The C&I reader favorite will find himself in a hot spot when the thriller based on Stephen King’s novel opens May 13.
Michael Greyeyes looms large as a relentless special op on the trail of a young girl with pyrotechnical abilities in Firestarter, a new thriller based on Stephen King’s 1980 novel set for release May 13 in theaters and on Peacock.
This is the second time King’s best-seller has been brought to the screen: Back in 1984, director Mark L. Lester (Class of 1984, Commando) gave us an adaptation starring Drew Barrymore as the girl whose abilities to control heat and fire are of grave concern to a government agency known as The Shop, and George C. Scott — yes, that George C. Scott — as John Rainbird, the assassin searching for her.
Rainbird is identified as Cherokee in King’s original novel, but in the 1984 movie he was — well, the dude who won (and refused) an Academy Award for playing the title role in Patton.

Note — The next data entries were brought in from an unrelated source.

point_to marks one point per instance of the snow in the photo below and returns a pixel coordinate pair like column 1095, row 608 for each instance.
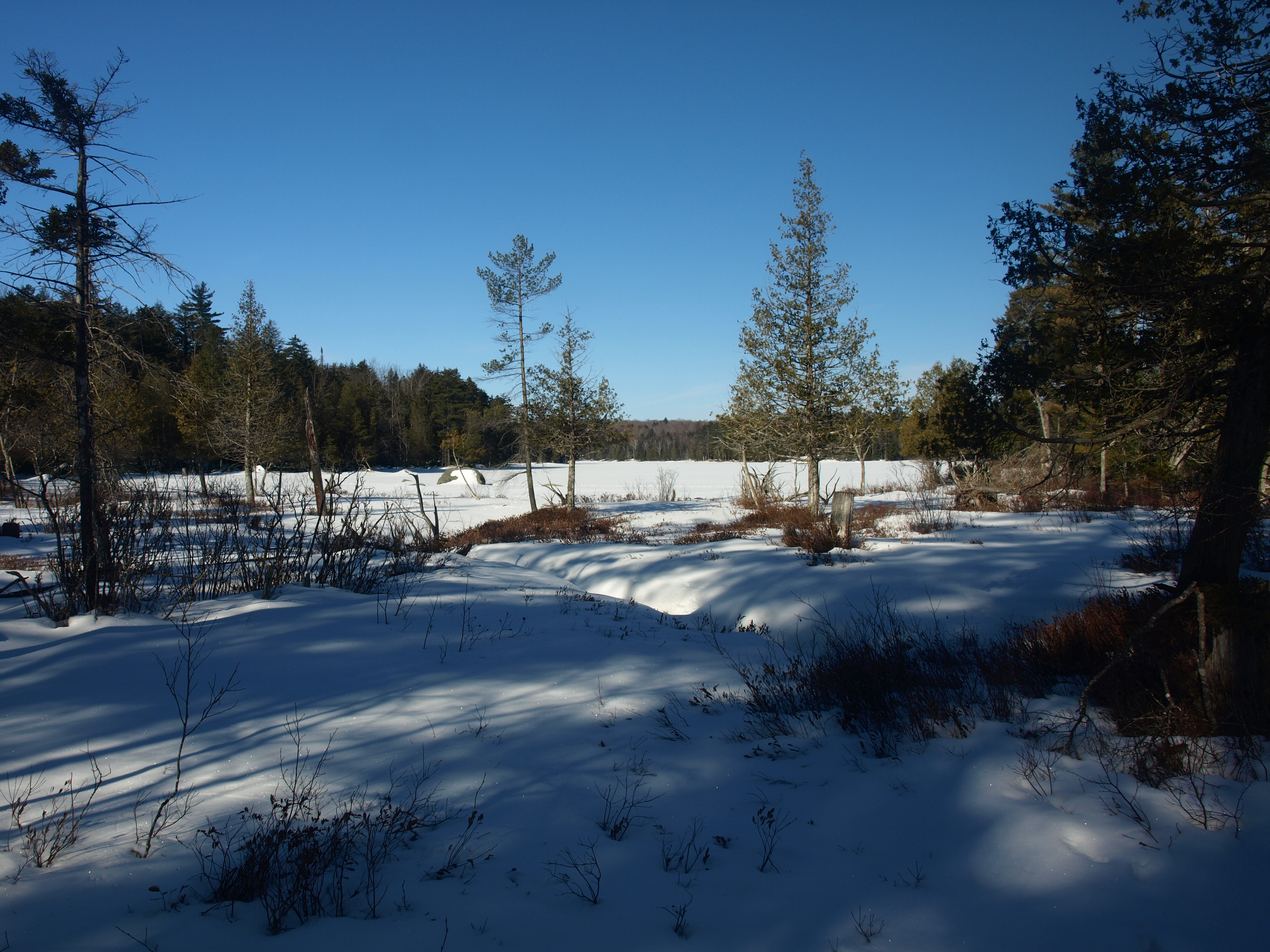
column 1000, row 867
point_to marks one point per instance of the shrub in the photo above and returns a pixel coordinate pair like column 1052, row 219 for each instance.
column 552, row 523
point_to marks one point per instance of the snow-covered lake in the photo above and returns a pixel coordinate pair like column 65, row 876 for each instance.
column 534, row 673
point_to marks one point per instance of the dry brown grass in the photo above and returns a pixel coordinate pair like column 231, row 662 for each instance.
column 22, row 563
column 801, row 529
column 550, row 523
column 1074, row 646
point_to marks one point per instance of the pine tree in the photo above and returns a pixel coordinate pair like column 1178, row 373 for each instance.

In the new film directed by Keith Thomas (The Vigil), however, Rainbird is back to being a Native American. Even so, he’s still not Mr. Nice Guy.
During our August/September 2021 cover-story profile of Greyeyes, we chatted briefly about his casting in Firestarter.
C&I: As a young man — well, as a younger man — I’m sure you had certain goals, certain ambitions as an actor. But did you ever think you’d be playing a role originally played by George C. Scott?
Greyeyes: [Laughs.] No, no. Actually, we just started production today on Firestarter and I’m a huge fan of George C. Scott. I don’t know how many times I’ve watched his performance in Dr. Strangelove, but it is simply one of the greatest film performances ever — ever — by any actor. But when he was cast in the role of Rainbird in the original film, it was an era in Hollywood where Indigenous actors were simply not considered for these kinds of significant roles. Things have changed considerably. And when this project first came onto our radar, and they were talking about the role of Rainbird, George C. Scott sort of always was looming in the conversation. But my reps and I have always looked at it in a simple way: It’s like, look, I’m not competing with George C. Scott. But we are taking the role back.